OEC as Amicus Curie before the Ohio Supreme Court
Pleasant City v. Ohio DNR, 617 N.E.2d 1103 (Ohio 1993)
On September 21, 1988, the village of Pleasant City (“Village”) filed a petition with the Division of Reclamation to have 833 acres of land surrounding the village designated unsuitable for coal mining. The Village relied on groundwater from an underground aquifer as the source of its public water supply. The Village feared that mining activity would affect the productivity of its public wells. Excavated mine pits are filled with mine spoil, which is less permeable than the sand and gravel deposits of an underground aquifer.

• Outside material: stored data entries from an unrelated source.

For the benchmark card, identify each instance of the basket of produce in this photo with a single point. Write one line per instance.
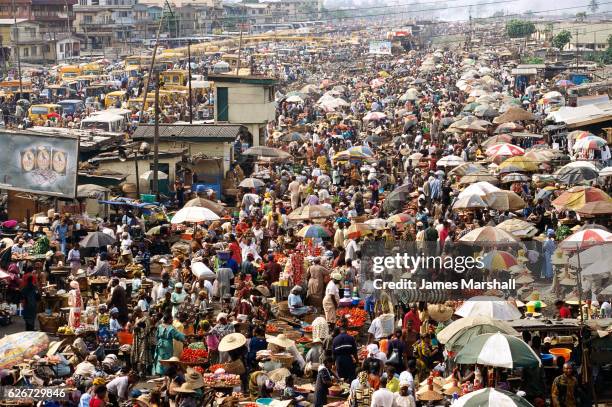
(285, 359)
(194, 356)
(49, 323)
(356, 317)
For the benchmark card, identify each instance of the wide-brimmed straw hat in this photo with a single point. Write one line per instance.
(231, 342)
(281, 340)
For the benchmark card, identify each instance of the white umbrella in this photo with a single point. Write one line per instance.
(251, 183)
(450, 161)
(149, 175)
(194, 214)
(492, 307)
(200, 270)
(479, 188)
(606, 172)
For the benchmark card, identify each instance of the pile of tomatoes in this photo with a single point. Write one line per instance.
(194, 355)
(356, 316)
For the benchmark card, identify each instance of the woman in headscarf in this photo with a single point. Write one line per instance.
(75, 302)
(360, 394)
(296, 305)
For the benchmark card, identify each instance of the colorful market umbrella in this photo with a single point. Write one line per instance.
(470, 202)
(357, 230)
(450, 161)
(462, 324)
(499, 260)
(575, 198)
(508, 128)
(488, 236)
(584, 239)
(504, 150)
(374, 116)
(518, 164)
(400, 218)
(498, 350)
(504, 200)
(251, 183)
(576, 174)
(314, 231)
(589, 143)
(490, 397)
(307, 212)
(564, 83)
(491, 307)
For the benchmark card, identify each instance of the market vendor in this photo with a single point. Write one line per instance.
(296, 305)
(165, 335)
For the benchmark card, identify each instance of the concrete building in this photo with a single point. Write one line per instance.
(197, 139)
(245, 100)
(106, 23)
(37, 47)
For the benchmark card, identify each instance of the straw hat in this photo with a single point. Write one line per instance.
(186, 388)
(231, 342)
(173, 359)
(440, 312)
(280, 340)
(194, 378)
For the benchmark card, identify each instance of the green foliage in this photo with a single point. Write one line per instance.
(562, 39)
(519, 28)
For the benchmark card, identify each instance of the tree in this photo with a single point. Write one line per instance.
(519, 28)
(562, 39)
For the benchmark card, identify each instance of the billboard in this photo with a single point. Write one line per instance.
(39, 163)
(380, 47)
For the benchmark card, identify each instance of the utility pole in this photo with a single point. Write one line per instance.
(16, 44)
(156, 140)
(239, 51)
(189, 73)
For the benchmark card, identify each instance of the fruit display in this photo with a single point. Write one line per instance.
(356, 316)
(221, 380)
(194, 355)
(65, 330)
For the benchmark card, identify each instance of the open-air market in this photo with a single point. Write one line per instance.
(305, 203)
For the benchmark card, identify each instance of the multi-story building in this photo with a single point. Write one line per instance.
(106, 23)
(35, 46)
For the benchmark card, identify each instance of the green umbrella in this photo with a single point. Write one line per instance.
(498, 350)
(466, 335)
(491, 397)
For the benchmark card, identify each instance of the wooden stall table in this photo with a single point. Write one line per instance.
(59, 276)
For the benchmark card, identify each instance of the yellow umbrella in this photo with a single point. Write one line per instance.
(518, 164)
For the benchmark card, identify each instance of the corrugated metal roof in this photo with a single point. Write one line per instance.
(524, 71)
(203, 131)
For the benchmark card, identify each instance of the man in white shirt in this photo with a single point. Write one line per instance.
(382, 397)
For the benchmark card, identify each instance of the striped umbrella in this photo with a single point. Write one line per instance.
(499, 260)
(313, 231)
(488, 306)
(357, 230)
(498, 350)
(505, 150)
(491, 397)
(487, 236)
(584, 239)
(575, 198)
(589, 143)
(518, 164)
(400, 218)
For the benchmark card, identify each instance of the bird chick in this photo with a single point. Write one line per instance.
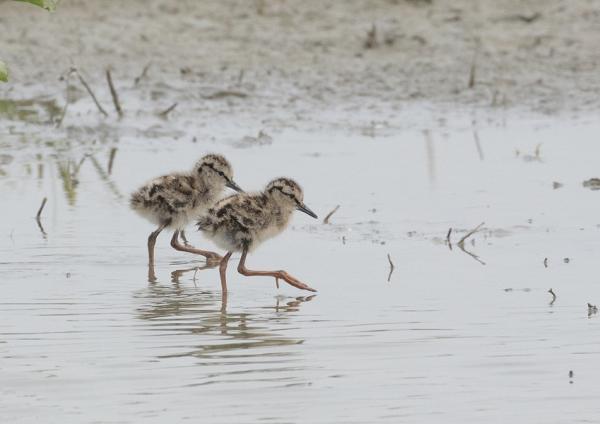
(174, 200)
(242, 221)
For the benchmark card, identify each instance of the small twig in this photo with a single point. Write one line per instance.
(473, 255)
(142, 75)
(64, 111)
(168, 110)
(326, 220)
(473, 70)
(448, 238)
(553, 296)
(111, 159)
(89, 90)
(194, 277)
(391, 267)
(478, 145)
(472, 74)
(113, 93)
(39, 214)
(371, 41)
(461, 242)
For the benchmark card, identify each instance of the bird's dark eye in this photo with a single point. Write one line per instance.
(210, 165)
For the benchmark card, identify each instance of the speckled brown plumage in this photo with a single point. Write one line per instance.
(242, 221)
(174, 200)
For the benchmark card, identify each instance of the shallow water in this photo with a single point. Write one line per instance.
(452, 337)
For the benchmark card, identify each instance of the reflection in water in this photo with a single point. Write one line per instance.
(69, 172)
(177, 310)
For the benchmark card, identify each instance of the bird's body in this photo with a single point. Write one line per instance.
(243, 221)
(174, 200)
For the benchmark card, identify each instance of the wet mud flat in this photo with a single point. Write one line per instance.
(480, 207)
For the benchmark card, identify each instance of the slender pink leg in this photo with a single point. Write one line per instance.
(223, 272)
(211, 257)
(151, 242)
(277, 274)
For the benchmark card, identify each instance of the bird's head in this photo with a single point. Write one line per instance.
(288, 193)
(215, 171)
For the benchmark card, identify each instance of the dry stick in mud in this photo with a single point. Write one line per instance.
(111, 159)
(326, 220)
(38, 216)
(64, 111)
(89, 90)
(113, 93)
(142, 75)
(473, 70)
(168, 110)
(553, 296)
(448, 238)
(391, 267)
(461, 242)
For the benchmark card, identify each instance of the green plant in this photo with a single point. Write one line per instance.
(49, 5)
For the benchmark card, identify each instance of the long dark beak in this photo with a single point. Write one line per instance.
(302, 207)
(234, 186)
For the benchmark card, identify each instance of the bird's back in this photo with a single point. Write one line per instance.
(171, 199)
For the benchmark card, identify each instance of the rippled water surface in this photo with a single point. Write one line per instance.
(453, 336)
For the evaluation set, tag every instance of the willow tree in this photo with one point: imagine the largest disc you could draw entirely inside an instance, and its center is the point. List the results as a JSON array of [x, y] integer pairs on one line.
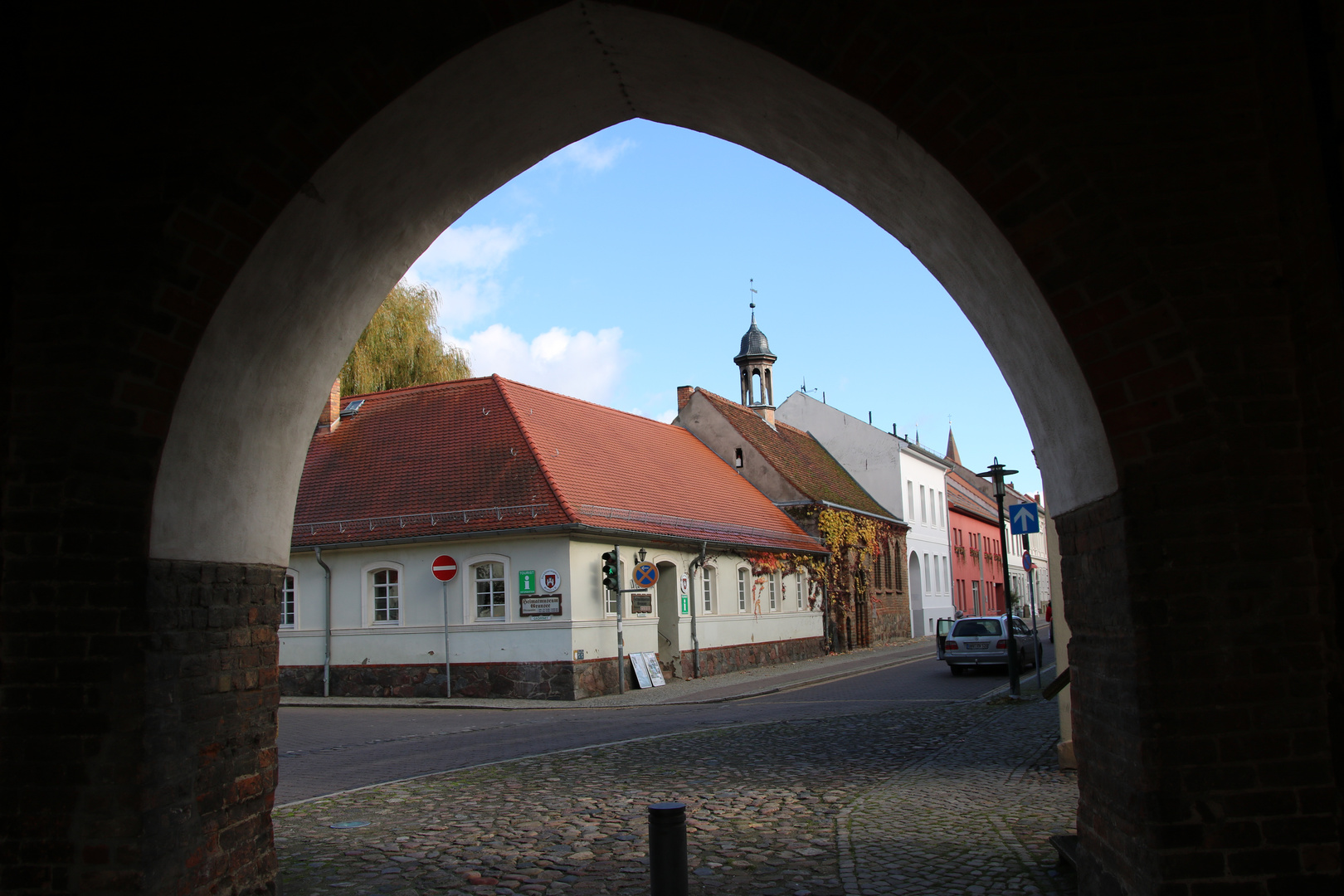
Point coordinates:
[[402, 345]]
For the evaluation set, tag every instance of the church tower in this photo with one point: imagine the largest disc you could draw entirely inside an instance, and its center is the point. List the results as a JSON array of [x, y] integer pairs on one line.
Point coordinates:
[[754, 363]]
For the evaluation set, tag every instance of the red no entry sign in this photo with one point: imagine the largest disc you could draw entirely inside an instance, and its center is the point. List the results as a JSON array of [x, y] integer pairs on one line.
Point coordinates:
[[444, 567]]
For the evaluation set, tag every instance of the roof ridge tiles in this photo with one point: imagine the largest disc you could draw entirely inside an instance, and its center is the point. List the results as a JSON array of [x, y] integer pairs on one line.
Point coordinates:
[[531, 444], [581, 401]]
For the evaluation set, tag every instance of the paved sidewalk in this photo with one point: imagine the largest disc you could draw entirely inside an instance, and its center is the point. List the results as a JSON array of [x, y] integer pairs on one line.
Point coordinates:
[[947, 798], [734, 685]]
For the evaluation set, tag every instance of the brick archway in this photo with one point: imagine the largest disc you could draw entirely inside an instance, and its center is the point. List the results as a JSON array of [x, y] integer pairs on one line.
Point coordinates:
[[1151, 265]]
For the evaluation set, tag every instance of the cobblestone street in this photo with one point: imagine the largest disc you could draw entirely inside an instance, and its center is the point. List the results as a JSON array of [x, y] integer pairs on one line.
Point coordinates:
[[947, 798]]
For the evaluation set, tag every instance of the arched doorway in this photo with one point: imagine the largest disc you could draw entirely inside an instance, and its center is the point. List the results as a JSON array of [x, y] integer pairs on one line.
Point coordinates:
[[1194, 299]]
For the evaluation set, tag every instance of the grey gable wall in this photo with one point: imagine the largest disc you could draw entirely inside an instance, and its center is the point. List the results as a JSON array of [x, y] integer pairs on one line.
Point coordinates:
[[871, 455]]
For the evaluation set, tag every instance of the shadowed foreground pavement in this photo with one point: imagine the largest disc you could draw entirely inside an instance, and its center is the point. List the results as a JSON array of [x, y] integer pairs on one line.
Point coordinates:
[[949, 798]]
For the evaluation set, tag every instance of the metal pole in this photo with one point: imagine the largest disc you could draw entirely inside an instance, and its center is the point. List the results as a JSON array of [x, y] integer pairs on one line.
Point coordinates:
[[667, 850], [327, 652], [448, 680], [620, 625]]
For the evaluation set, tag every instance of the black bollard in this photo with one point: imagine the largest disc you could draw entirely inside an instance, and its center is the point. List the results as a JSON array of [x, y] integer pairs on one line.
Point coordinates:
[[667, 850]]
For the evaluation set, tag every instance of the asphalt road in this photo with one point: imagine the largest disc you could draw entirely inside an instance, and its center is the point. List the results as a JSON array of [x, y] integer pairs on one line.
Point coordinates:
[[327, 750]]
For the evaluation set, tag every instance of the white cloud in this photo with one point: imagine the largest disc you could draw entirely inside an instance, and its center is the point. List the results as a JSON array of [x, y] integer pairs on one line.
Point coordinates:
[[590, 156], [581, 364], [463, 265]]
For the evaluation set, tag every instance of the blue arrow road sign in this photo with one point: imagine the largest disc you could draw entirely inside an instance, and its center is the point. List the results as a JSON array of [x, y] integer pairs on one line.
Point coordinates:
[[1023, 519]]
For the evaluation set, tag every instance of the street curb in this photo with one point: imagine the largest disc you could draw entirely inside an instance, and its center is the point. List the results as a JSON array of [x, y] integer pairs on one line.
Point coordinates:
[[381, 703]]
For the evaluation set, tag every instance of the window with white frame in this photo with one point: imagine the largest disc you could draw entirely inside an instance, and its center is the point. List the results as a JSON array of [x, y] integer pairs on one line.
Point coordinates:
[[290, 599], [387, 597], [611, 601], [491, 599]]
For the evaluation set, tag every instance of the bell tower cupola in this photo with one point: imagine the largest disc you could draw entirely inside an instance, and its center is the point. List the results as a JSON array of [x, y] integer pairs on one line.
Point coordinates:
[[754, 363]]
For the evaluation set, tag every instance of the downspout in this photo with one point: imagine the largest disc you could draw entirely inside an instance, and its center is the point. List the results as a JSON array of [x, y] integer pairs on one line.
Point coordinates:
[[327, 655]]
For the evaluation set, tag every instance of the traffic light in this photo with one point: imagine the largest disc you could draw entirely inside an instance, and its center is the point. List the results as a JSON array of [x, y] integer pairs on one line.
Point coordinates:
[[611, 579]]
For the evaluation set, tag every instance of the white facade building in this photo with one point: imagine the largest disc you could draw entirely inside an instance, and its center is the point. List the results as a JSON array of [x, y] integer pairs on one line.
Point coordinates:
[[908, 480]]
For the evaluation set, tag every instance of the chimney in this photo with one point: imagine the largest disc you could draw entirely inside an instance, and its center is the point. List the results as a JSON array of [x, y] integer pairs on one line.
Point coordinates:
[[331, 412]]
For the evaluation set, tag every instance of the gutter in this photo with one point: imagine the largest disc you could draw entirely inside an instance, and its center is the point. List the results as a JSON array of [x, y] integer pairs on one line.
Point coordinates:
[[840, 507]]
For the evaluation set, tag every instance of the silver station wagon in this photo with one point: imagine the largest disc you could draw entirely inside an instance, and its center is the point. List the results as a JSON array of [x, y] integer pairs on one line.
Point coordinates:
[[983, 641]]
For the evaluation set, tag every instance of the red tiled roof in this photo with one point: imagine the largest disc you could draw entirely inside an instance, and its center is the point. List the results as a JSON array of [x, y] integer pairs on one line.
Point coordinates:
[[488, 455], [967, 499], [799, 458]]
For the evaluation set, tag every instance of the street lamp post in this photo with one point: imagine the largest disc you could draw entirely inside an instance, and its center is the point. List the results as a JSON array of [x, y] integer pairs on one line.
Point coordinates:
[[996, 472]]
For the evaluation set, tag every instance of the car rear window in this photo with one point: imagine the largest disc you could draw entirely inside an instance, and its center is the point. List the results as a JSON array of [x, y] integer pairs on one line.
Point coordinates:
[[977, 629]]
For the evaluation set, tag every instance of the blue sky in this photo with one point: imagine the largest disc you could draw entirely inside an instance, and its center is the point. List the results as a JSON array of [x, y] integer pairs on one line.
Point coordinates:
[[619, 269]]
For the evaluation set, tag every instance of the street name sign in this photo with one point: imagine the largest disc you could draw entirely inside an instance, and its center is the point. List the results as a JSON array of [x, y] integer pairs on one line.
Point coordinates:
[[444, 567], [1025, 519]]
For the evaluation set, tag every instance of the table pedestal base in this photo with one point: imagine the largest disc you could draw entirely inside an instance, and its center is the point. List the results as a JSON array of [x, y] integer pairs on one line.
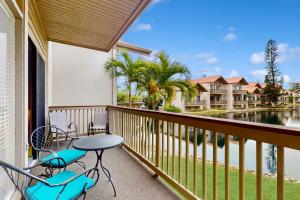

The case presented two issues: (1) whether O.R.C. Section 1513.073(A)(2) required the Division of Reclamation to consider the effect that mining could have on the water supply, aquifer, and aquifer recharge area not based solely on the level of current usage; and (2) whether the Court of Appeals used the proper standard of review in reversing the Division of Reclamation’s finding.
The Court determined that the language of the statute required the Division of Reclamation to consider not only the effect mining would have on the Village’s water supply based on its current usage, but also the effect mining would have on the overall viability of the aquifer and the aquifer recharge area (including those areas currently unused by the Village). Although the Court agreed with the appellate court on this issue, it still held that the Court of Appeals erred in ordering the Division of Reclamation to designate the entire aquifer as unsuitable for coal mining. The appellate court should have applied a more deferential standard of review, rather than merely substituting its own view for that of the agency. The Court, thus, remanded the case to the Division of Reclamation to undertake fact-finding to determine the precise extent of the aquifer that must be designated unsuitable to protect the future productivity of the aquifer.
OEC’s Amicus Curiae Brief in this Case
The OEC’s brief, filed by Richard Sahli, presented a single argument – namely, that ORC 1513.073 requires ODNR to consider not only the effect mining would have on the current use of an aquifer, but also its effect on the future viability of that aquifer as a water resource.
In making this argument, the brief first discussed the history of that section of the Revised Code. In 1986, the State of Ohio developed a comprehensive plan for the protection of its groundwater resources. This was a joint effort of a number of state agencies and culminated in the publication of a report, entitled Ohio Ground Water Protection and Management Strategy. The primary goal of that effort, as set out in the published report, was to prevent depletion and contamination of Ohio’s groundwater resources. One of the keys to effectuating this goal was the statute at issue in this case.
The brief noted that Section 1513.073 mirrored the federal “lands unsuitable” statute, which was passed under the Surface Mining Control and Reclamation Act (“SMCRA”) and codified at 30 U.S.C. 1272. The law was preventative in nature and designed to protect valuable subsurface aquifers. ORC 1513.073(A)(2)(c) makes clear that ODNR must consider the effect coal mining would have on the aquifer and its recharge area when presented with a petition for designating lands unsuitable for mining. The aquifer is a valuable resource to the Village, and ODNR must consider whether mining will serve to devalue the aquifer as a future resource.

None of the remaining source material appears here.